Reading the article mentioned above, I realised that unwittingly the secret to my most successful learning throughout my life, and also when deciding to do an MBA, has been following the principles for continuously growing your mental and learning capacity:

1. Seek Novelty
2. Challenge Yourself
3. Think Creatively
4. Do Things The Hard Way
5. Network

Thinking about the MBA and choosing one for me was about seeking out the novelty, doing something as nigh on the polar opposite to what I had studied and worked on before. Also finding a program that embraced novelty was crucial – reflecting a forward looking point of view, having adjusted its learnings in the wake of the financial crisis rather than teaching redundant information, recognising the growing importance of emerging markets and reflecting that in the curriculum and so on. Not all MBA programs are created equal, and the best thing is to challenge your own biases. Pick one, where the majority of students are not the same nationality as you, don’t come from the same industry as you, and where the primary geographical area of study isn’t the one you come from.

And challenge yourself. Work on the really hard stuff, do the things you never thought you could. I didn’t have a clue about levered Betas before starting the program, but amazingly one of the smartest people on the planet on corporate finance and financial analysis, is also one of the most generous in sharing his knowledge and ideas so you can find a ton of it here (granted, he might need a designer to make the thing easier to navigate and visually more appealing :-)). And this professor of mine also blogs prolifically, so that’s probably the next best thing to Aswath Damodaran live.

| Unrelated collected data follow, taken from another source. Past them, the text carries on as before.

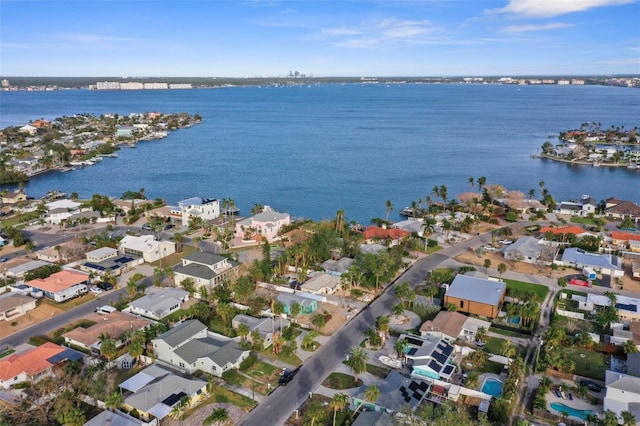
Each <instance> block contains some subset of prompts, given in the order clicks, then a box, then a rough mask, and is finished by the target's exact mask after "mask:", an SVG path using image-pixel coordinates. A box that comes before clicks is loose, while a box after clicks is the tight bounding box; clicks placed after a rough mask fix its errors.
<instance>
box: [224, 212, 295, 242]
mask: <svg viewBox="0 0 640 426" xmlns="http://www.w3.org/2000/svg"><path fill="white" fill-rule="evenodd" d="M290 223H291V216H289V213H280V212H277V211H275V210H271V209H270V208H267V207H265V209H264V211H263V212H262V213H258V214H257V215H254V216H251V217H248V218H246V219H242V220H240V221H238V222H236V237H239V238H243V239H247V237H249V238H250V239H262V238H263V237H264V238H266V239H267V241H269V242H272V241H273V240H275V238H276V237H277V236H278V232H280V228H282V227H283V226H284V225H289V224H290Z"/></svg>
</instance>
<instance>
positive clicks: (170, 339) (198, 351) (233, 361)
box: [152, 320, 250, 377]
mask: <svg viewBox="0 0 640 426" xmlns="http://www.w3.org/2000/svg"><path fill="white" fill-rule="evenodd" d="M152 343H153V350H154V352H155V354H156V359H158V360H159V361H162V362H165V363H167V364H169V365H172V366H174V367H176V368H179V369H181V370H183V371H185V372H187V373H193V372H195V371H196V370H201V371H203V372H206V373H210V374H213V375H214V376H218V377H220V376H222V373H224V372H225V371H228V370H231V369H238V368H240V364H241V363H242V361H244V360H245V359H247V358H248V357H249V354H250V351H248V350H245V349H242V348H241V347H240V345H239V344H238V342H236V341H235V340H223V339H222V338H221V337H219V336H215V335H213V334H212V333H209V331H208V330H207V327H206V326H205V325H204V324H202V323H201V322H200V321H198V320H188V321H184V322H182V323H180V324H178V325H176V326H175V327H173V328H172V329H171V330H169V331H167V332H166V333H163V334H161V335H160V336H158V337H156V338H155V339H153V340H152Z"/></svg>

Interestingly, as your frame of reference expands the true excitement for me came when starting to apply everything I have learned creatively both in my daily work and on the TRIUM term project, where the challenge is either to start a new business, do a turnaround or start a social enterprise. Designing a company around a business idea from the ground up and from scratch is just the most exciting thing ever. And yes, don’t cut corners – even if you won’t have to do it ever again. If nothing else, you will just have expanded your mental thinking muscle a little more than you thought was possible. And lastly, network. Preferably with people as dissimilar to you as possible.

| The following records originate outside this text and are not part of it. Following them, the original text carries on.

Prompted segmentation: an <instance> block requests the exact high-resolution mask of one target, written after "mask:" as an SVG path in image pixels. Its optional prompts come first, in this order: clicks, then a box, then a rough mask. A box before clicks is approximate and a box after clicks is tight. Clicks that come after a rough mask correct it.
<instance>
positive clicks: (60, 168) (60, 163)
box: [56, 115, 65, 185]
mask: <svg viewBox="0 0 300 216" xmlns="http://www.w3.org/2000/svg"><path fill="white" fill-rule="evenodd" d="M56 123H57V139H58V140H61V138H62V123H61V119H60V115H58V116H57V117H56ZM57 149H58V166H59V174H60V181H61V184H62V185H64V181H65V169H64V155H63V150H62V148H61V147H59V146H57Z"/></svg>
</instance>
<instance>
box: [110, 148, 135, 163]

Where will it all leave me at the end of the day? Some have warned me that after such an undertaking one can expect a touch of ‘MBA blues’ – in that the continuous challenge and stimulus becomes addictive in its own right. This is a valid point, as new topics, assignments and essay questions are served up with (annoying – when you are busy working on your day job) regularity – the upside is that the content is always top notch and well curated. Doing all that learning as efficiently on your own without the EMBA ‘machine’ powering away in the background is daunting. But not impossible. When you expose yourself to a challenge you barely think you can accomplish – you realise that the greatest limits to your own achievement is actually in your head. In the little statements you tell yourself about what you are capable of (or not). And whether we realise it or not, our own professional specialisms help permeate these perceptions of what different professions are supposed to be (or not be) able to do. The faster you drop that bias, the faster your progress in learning.